Im vorliegenden Fall enthalten schon die Notizen über ein Telefonat mit dem Beschwerdeführer, das der Erlassung des erstinstanzlichen Bescheides vom 9. November 2004 vorausging und auf das in dessen Begründung u.a. verwiesen wurde, einen Hinweis auf den Pflegegeldbezug seiner Mutter (AS 5). Anlass dazu, die Familienheimfahrten in seiner Berufung besonders zu rechtfertigen, hatte der Beschwerdeführer angesichts ihrer Berücksichtigung in diesem Bescheid zunächst nicht. Für die Berechtigung der Annahme, ihm sei später eine "ergänzende händische Bescheidbegründung zur Berufungsvorentscheidung" zugegangen, wie die belangte Behörde in der Gegenschrift meint, findet sich in den vorgelegten Akten kein Indiz, aber auf die zu diesem Zeitpunkt längst aktenkundige Pflegebedürftigkeit der Mutter des Beschwerdeführers und den Umstand, dass er in Wien nun die Nachbarwohnung bezogen hatte, war auch in der Begründung der am 19. Dezember 2005 unterfertigten Berufungsvorentscheidung nicht eingegangen worden.
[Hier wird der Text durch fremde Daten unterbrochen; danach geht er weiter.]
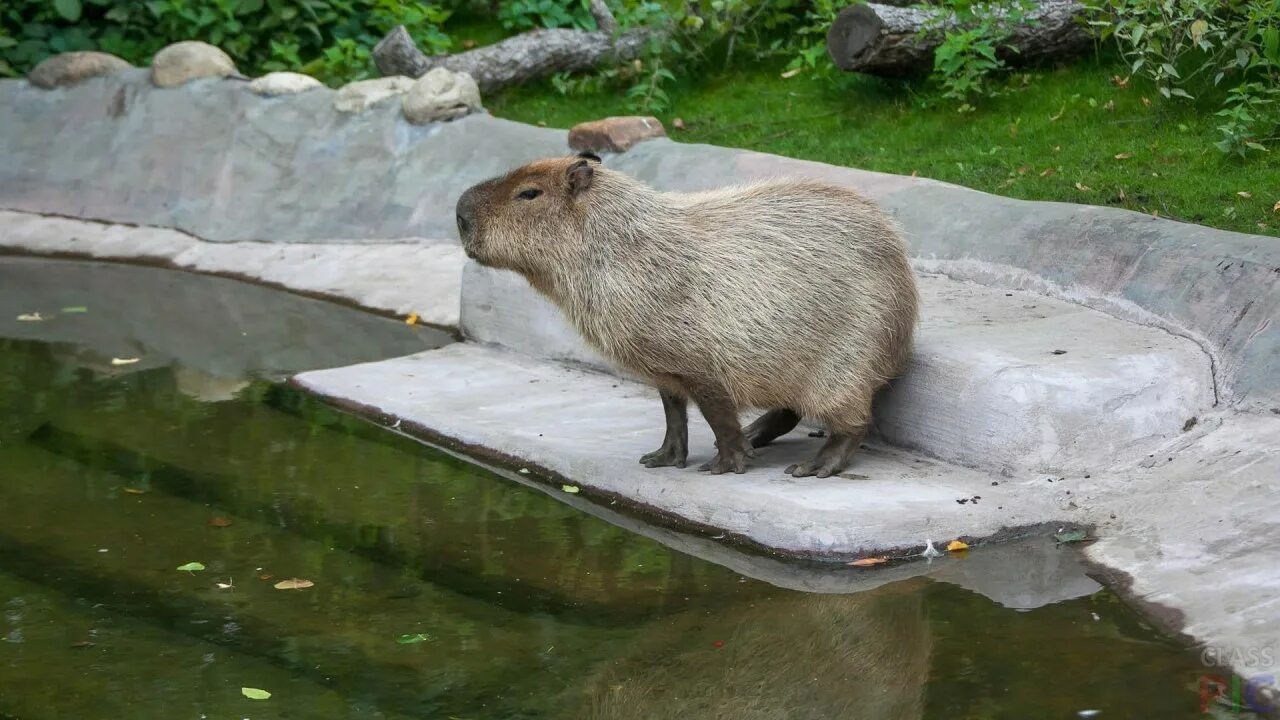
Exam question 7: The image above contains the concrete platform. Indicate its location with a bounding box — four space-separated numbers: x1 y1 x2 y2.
461 264 1216 474
0 210 466 329
294 345 1071 559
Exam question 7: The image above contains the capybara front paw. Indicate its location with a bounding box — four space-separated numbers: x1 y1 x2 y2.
640 443 689 468
698 447 746 475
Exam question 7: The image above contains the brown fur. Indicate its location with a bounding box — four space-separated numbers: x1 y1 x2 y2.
458 158 918 477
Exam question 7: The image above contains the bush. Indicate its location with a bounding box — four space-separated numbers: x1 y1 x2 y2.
0 0 451 83
1091 0 1280 156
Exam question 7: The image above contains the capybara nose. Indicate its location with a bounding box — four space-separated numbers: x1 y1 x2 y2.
457 187 476 242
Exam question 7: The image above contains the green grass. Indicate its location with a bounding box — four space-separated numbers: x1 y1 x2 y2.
485 59 1280 236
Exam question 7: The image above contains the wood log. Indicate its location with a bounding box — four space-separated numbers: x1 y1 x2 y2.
827 0 1092 77
374 0 657 91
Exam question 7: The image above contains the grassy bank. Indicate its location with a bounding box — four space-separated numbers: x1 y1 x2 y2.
485 59 1280 236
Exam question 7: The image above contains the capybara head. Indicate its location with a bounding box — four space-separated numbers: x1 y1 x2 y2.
457 152 600 275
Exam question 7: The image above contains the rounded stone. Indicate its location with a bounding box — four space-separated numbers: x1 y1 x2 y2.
27 50 133 90
333 76 413 113
248 73 324 97
151 40 236 87
403 68 480 126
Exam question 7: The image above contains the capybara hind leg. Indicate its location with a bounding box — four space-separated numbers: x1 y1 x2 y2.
787 429 867 478
787 407 870 478
689 384 751 475
640 389 689 468
742 407 800 447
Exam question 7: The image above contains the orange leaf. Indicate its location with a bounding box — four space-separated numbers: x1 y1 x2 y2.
275 578 315 591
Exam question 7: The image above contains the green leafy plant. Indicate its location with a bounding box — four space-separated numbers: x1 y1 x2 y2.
0 0 451 82
1089 0 1280 156
920 0 1034 103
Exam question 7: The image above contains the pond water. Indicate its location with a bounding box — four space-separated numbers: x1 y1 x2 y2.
0 259 1233 720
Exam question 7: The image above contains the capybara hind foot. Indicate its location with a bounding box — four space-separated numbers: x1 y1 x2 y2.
698 447 748 475
640 441 689 468
742 407 800 447
787 433 863 478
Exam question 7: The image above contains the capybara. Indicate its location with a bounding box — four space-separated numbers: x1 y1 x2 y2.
457 154 918 478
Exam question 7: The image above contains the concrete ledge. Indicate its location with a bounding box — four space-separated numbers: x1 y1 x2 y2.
294 345 1070 557
0 210 466 328
461 263 1215 473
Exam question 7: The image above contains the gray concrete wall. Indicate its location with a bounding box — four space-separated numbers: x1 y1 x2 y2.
0 69 1280 411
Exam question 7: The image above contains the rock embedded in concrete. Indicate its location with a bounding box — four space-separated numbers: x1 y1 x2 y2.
568 115 667 152
248 73 324 97
333 76 413 113
27 50 133 90
402 68 481 126
151 40 237 87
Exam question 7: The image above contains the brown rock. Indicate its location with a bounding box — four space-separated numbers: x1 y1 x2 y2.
27 50 133 90
568 115 667 152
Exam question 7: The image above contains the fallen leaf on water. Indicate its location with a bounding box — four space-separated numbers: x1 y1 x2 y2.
275 578 315 591
241 688 271 700
1053 530 1088 543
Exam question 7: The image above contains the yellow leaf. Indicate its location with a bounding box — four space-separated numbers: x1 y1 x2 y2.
275 578 315 591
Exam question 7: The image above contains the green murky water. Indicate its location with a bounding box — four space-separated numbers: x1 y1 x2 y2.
0 259 1228 720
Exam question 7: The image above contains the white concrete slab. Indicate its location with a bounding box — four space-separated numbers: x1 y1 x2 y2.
461 263 1215 473
296 345 1071 556
0 210 466 328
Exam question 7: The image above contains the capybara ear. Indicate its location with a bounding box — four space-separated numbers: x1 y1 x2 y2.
564 160 595 197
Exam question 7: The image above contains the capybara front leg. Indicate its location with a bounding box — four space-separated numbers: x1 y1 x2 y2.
690 386 751 475
742 407 800 447
640 389 689 468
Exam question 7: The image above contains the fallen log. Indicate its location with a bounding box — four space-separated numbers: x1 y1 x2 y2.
374 0 655 91
827 0 1092 77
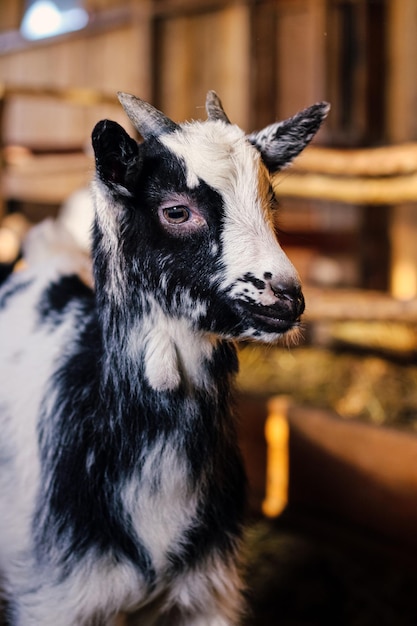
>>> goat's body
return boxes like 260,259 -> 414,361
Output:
0,94 -> 326,626
0,252 -> 243,626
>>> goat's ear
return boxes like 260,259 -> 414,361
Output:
92,120 -> 141,191
247,102 -> 330,173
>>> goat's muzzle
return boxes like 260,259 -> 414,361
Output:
240,283 -> 305,333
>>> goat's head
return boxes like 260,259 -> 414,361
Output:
93,92 -> 329,341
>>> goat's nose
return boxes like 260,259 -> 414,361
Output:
270,281 -> 305,317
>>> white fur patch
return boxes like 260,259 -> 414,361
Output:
122,438 -> 198,574
128,292 -> 216,391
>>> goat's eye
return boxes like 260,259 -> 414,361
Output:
162,204 -> 190,224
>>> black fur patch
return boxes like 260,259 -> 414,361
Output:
38,274 -> 92,326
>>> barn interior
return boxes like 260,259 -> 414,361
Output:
0,0 -> 417,626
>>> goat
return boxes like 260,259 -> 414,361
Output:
0,92 -> 328,626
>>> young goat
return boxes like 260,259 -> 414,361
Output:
0,92 -> 328,626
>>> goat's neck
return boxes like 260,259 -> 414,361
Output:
101,286 -> 236,392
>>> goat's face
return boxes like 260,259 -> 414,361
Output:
93,92 -> 328,341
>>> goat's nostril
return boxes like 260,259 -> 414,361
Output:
270,282 -> 305,317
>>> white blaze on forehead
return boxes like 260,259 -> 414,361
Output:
160,121 -> 298,287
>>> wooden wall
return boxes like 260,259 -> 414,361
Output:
0,0 -> 417,288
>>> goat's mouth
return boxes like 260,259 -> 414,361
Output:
238,301 -> 301,333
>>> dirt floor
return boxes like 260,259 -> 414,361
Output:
244,513 -> 417,626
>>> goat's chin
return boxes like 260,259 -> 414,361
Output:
278,322 -> 303,348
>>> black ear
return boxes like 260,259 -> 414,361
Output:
92,120 -> 141,191
247,102 -> 330,173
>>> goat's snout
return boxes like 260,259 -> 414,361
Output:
270,280 -> 305,319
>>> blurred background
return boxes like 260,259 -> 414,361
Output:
0,0 -> 417,626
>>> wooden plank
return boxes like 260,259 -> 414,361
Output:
288,407 -> 417,550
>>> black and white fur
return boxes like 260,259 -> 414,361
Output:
0,92 -> 328,626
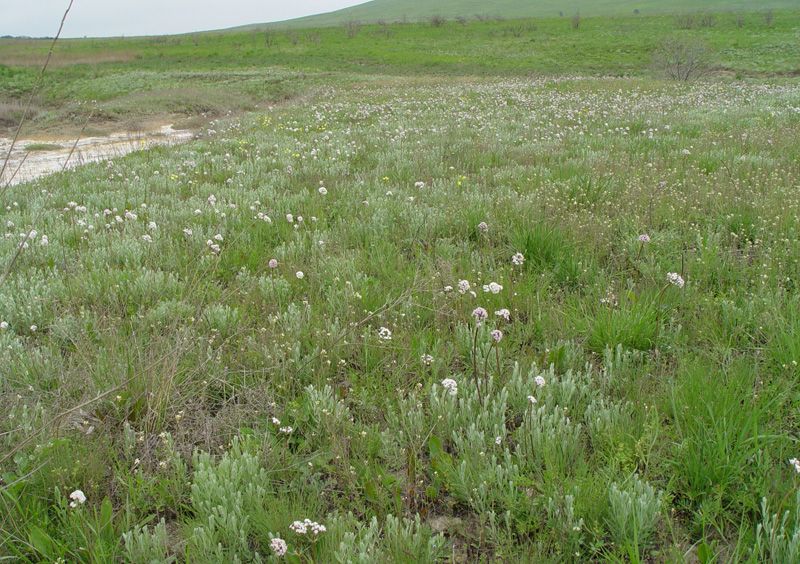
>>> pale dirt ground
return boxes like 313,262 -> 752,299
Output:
0,124 -> 195,186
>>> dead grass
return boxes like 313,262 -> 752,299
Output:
0,46 -> 142,68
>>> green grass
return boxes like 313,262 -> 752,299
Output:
0,77 -> 800,563
247,0 -> 797,29
0,8 -> 800,564
0,11 -> 800,137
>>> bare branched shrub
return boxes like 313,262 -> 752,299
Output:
428,14 -> 447,27
342,20 -> 361,39
700,12 -> 717,27
675,12 -> 697,29
652,37 -> 714,82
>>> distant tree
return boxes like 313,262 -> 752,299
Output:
428,14 -> 447,27
700,12 -> 717,27
342,20 -> 361,39
675,12 -> 696,29
570,10 -> 581,29
652,37 -> 714,82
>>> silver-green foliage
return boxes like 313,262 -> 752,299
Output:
607,474 -> 663,547
122,518 -> 175,564
753,491 -> 800,564
187,439 -> 269,564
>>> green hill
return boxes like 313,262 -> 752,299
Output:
233,0 -> 800,30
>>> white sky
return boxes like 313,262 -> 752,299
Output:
0,0 -> 366,37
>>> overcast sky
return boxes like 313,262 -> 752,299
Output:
0,0 -> 365,37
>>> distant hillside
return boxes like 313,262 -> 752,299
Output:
231,0 -> 800,31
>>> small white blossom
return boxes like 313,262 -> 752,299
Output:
442,378 -> 458,396
667,272 -> 686,288
269,539 -> 289,556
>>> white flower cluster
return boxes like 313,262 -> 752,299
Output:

Eine Auseinandersetzung mit diesem Thema hätte der Beschwerde zufolge u. a. ergeben, dass die Mutter des Beschwerdeführers abgesehen von ihren körperlichen Behinderungen seit dem Tod ihrer Tochter auch schwerst depressiv gewesen sei, worüber sich die belangte Behörde mit dem Hinweis in der Gegenschrift, der Beschwerdeführer sei "dienstags bis freitags gar nicht in Wien" gewesen und habe daher nicht "für die tägliche Pflege verantwortlich" sein können, zu Unrecht hinwegsetzt.

Das alles tritt freilich in den Hintergrund angesichts des Umstandes, dass die belangte Behörde den erstinstanzlichen Bescheid vom 9. November 2004 im Spruch "unverändert" bestätigt und in der Begründung breit dargelegt hat, dass und wie er abzuändern sei. Ein Bescheid, dessen Begründung seinem Spruch widerspricht, ist nach der ständigen Rechtsprechung des Verwaltungsgerichtshofes inhaltlich rechtswidrig (vgl. nur beispielsweise etwa die hg. Erkenntnisse vom 21. September 2005, 2001/13/0241, und vom 17. November 2008, 2008/17/0135).

Der angefochtene Bescheid war daher gemäß § 42 Abs. 2 Z 1 VwGG wegen Rechtswidrigkeit seines Inhaltes aufzuheben.

Der Ausspruch über den Aufwandersatz gründet sich auf die §§ 47 ff VwGG in Verbindung mit der VwGH-Aufwandersatzverordnung 2008.